Monday, March 16, 2009

Spanning States' and Civil Rights

About this time each year, Selma's Edmund Pettus Bridge is in the news. There, on March 7, 1965, state and local law enforcement officers attacked approximately 600 Civil Rights marchers in a series of events that led to the enactment of the Voting Rights Act of 1965. One may ask why the Edmund Pettus Bridge and the events for which it is famous are proper for inclusion on a site dealing with the Civil War and the Tennessee Valley. The answer lies in the man, Edmund Pettus.

Edmund Winston Pettus was born in Limestone County, Alabama on July 6, 1821 to John and Alic
e Winston Pettus, the daughter of Revolutionary War veteran Captain Anthony Winston. Pettus received his education in Limestone County and at Clinton College in Smith County, Tennessee. After studying law in Tuscumbia with prominent attorney William Cooper, Pettus joined the bar in 1842 and practiced law in Gainesville. In 1844 he became solicitor of the 7th Alabama Judicial District.

In 1849, following service as a lieutenant in the Mexican War, Pettus traveled on horseback to California in search of gold, returning in 1851 to reestablish his law practice. His peers elected him Judge of the 7th Circuit Court in 1855, a position he held until his resignation and subsequent move to Dallas County.

With the outbreak of the Civil War in 1861, Pettus served as commissioner to his brother, Governor John J. Pettus of Mississippi, but in August returned home and joined the 20th Alabama Infantry as a major.

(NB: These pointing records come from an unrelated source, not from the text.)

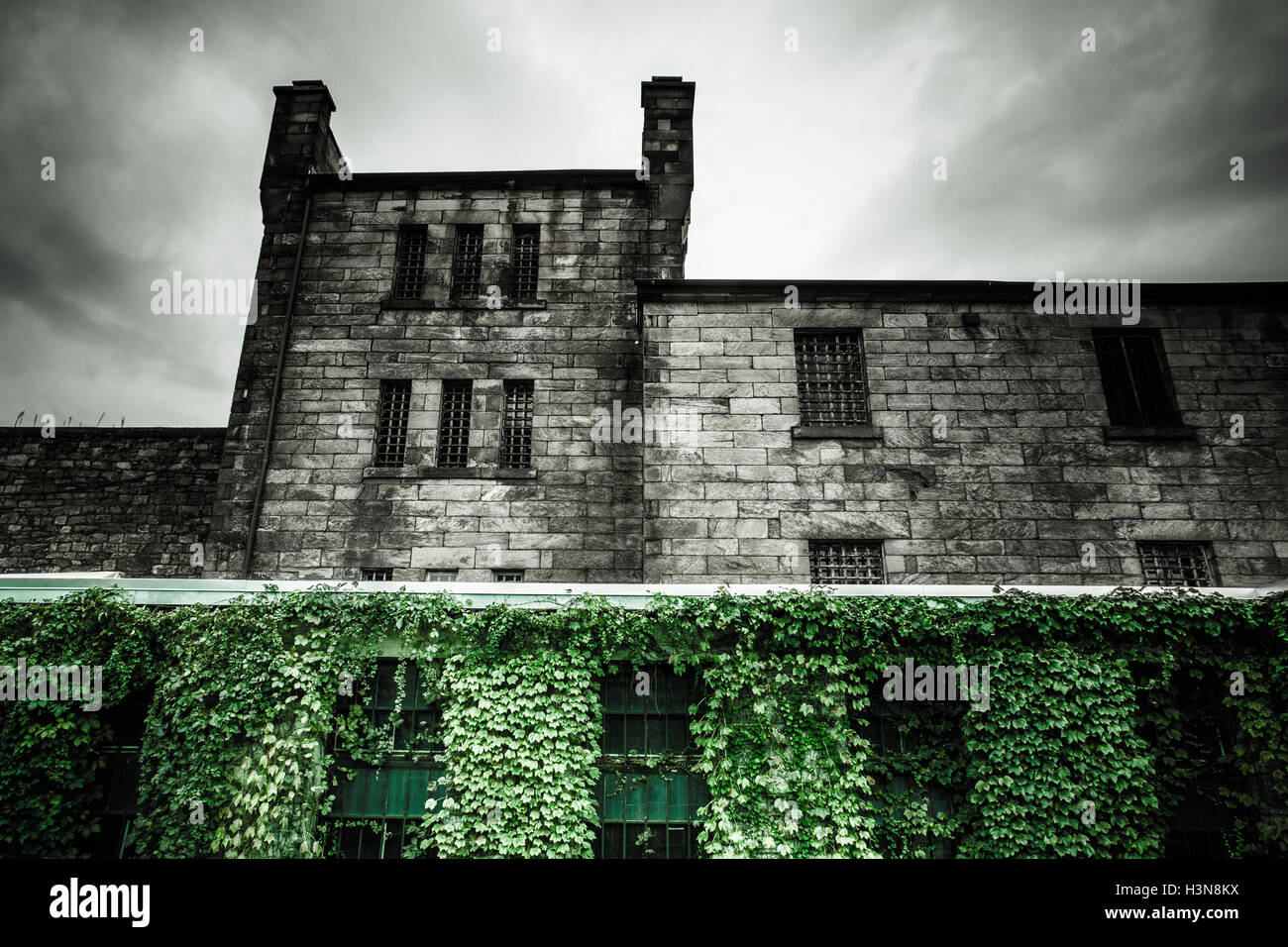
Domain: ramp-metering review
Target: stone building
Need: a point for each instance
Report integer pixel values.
(503, 375)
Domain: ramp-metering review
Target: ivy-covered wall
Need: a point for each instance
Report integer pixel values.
(1104, 718)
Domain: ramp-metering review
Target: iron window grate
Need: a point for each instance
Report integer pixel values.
(117, 783)
(842, 562)
(648, 814)
(831, 379)
(410, 262)
(1176, 564)
(527, 241)
(467, 262)
(649, 723)
(516, 424)
(1134, 376)
(454, 425)
(374, 808)
(391, 423)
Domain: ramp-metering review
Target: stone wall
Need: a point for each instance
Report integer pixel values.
(326, 510)
(127, 500)
(1016, 479)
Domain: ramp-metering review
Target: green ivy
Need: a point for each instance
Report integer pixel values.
(1094, 737)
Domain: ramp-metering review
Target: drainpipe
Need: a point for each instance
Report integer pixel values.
(275, 393)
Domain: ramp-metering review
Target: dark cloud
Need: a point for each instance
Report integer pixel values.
(809, 163)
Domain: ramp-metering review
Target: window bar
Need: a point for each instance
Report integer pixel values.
(836, 562)
(831, 377)
(454, 427)
(467, 261)
(391, 423)
(526, 256)
(516, 425)
(410, 262)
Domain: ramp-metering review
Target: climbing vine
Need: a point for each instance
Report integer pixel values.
(1103, 722)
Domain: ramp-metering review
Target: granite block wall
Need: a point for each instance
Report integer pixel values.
(988, 458)
(128, 500)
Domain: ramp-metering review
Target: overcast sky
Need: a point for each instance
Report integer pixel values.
(809, 163)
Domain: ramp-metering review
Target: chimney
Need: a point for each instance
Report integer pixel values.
(668, 102)
(299, 142)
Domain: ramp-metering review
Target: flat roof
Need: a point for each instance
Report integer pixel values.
(559, 176)
(218, 591)
(1151, 292)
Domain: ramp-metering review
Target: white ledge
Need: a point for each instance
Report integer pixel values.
(181, 591)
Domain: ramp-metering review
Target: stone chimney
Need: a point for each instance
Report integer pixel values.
(668, 102)
(299, 142)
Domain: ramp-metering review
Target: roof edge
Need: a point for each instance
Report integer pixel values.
(653, 290)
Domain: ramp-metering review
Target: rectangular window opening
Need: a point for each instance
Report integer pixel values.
(391, 416)
(468, 261)
(1176, 564)
(516, 425)
(454, 425)
(527, 240)
(831, 379)
(845, 562)
(410, 262)
(1134, 376)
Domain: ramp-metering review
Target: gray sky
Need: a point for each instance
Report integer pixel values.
(814, 163)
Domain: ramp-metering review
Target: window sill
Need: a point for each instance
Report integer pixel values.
(449, 474)
(1170, 432)
(836, 431)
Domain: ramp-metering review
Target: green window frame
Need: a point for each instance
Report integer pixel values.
(116, 802)
(648, 814)
(376, 805)
(644, 812)
(374, 809)
(652, 723)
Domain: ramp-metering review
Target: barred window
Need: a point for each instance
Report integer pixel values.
(644, 813)
(410, 262)
(527, 240)
(454, 425)
(829, 377)
(516, 424)
(375, 805)
(1176, 564)
(842, 562)
(116, 802)
(391, 423)
(467, 261)
(1134, 376)
(648, 814)
(898, 736)
(647, 710)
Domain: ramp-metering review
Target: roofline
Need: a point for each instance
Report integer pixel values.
(563, 176)
(657, 290)
(218, 591)
(33, 431)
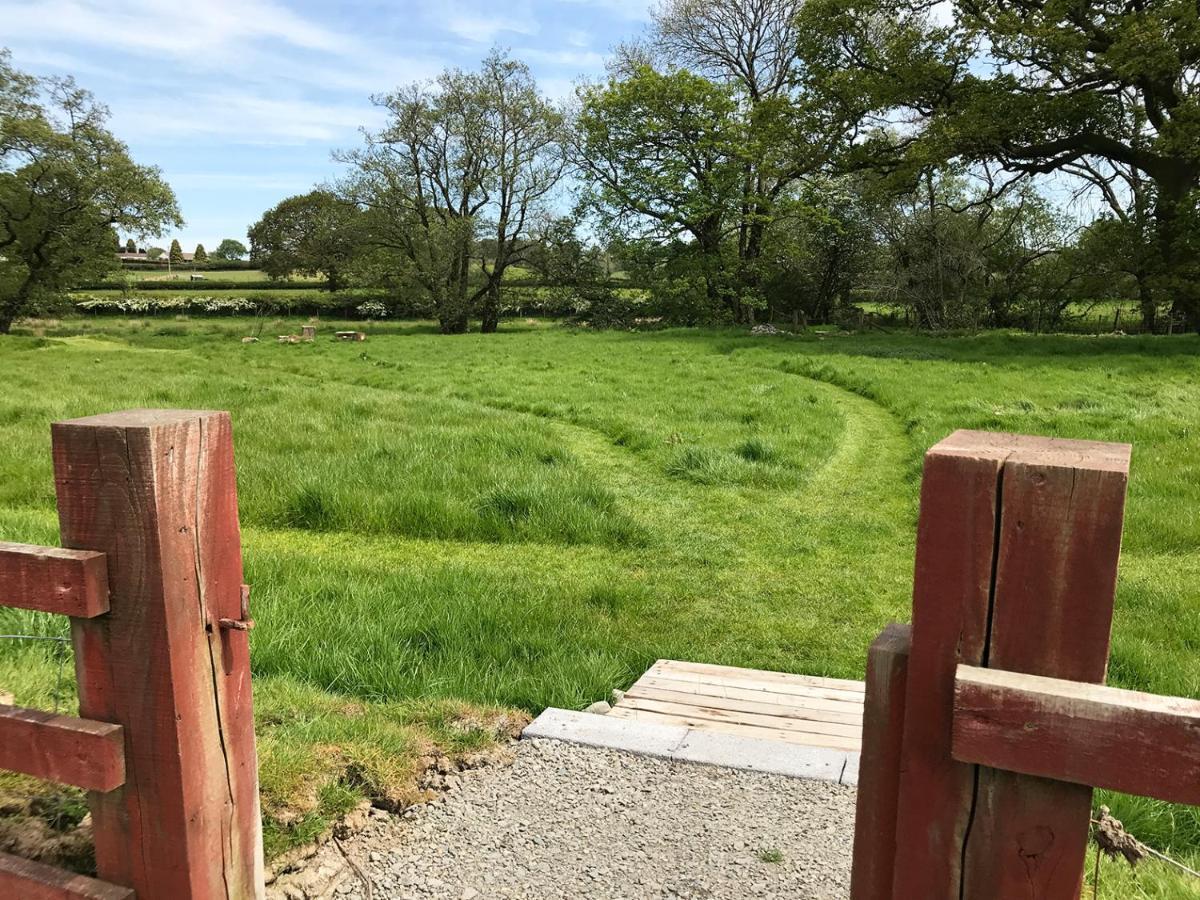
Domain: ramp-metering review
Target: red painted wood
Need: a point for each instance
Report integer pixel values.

He became the unit's lieutenant colonel in October of that year, a rank he held until the siege of Vicksburg. Captured and exchanged there, Pettus received a promotion to brigadier general of a unit composed of the 20th, 23rd, 30th, 31st, and 46th, Alabama Infantry, a command he held until the end of the war. Pettus saw action at Port Gibson, Baker's Creek, Lookout Mountain and Missionary Ridge, Kennesaw Mountain, Atlanta, and Nashville. Wounded at Bentonville, North Carolina on March 19, 1865, he surrendered with Joseph Johnston near Durham, North Carolina on April 26, 1865.

Following the war, Pettus returned to the practice of law in Selma and served as the chairman of the Alabama delegation at each of the quadrennial meetings of the Democratic National Convention from 1872-1896. The state legislature appointed him to the United States Senate in 1896 and unanimously reelected him to succeed himself in 1902. The last of the Confederate brigadiers to serve in the United States Senate, Pettus died on July 27, 1907 before completing his second term. He was buried in Selma's Live Oak Cemetery.

Constructed in 1940 and named for a Confederate General and Old South politician, the Edmund Pettus Bridge served as a reminder of the Lost Cause, the Confederacy, and States' Rights for a quarter century. Since 1965, it has become one of the most recognizable symbols of the movement for Civil Rights. The irony is striking.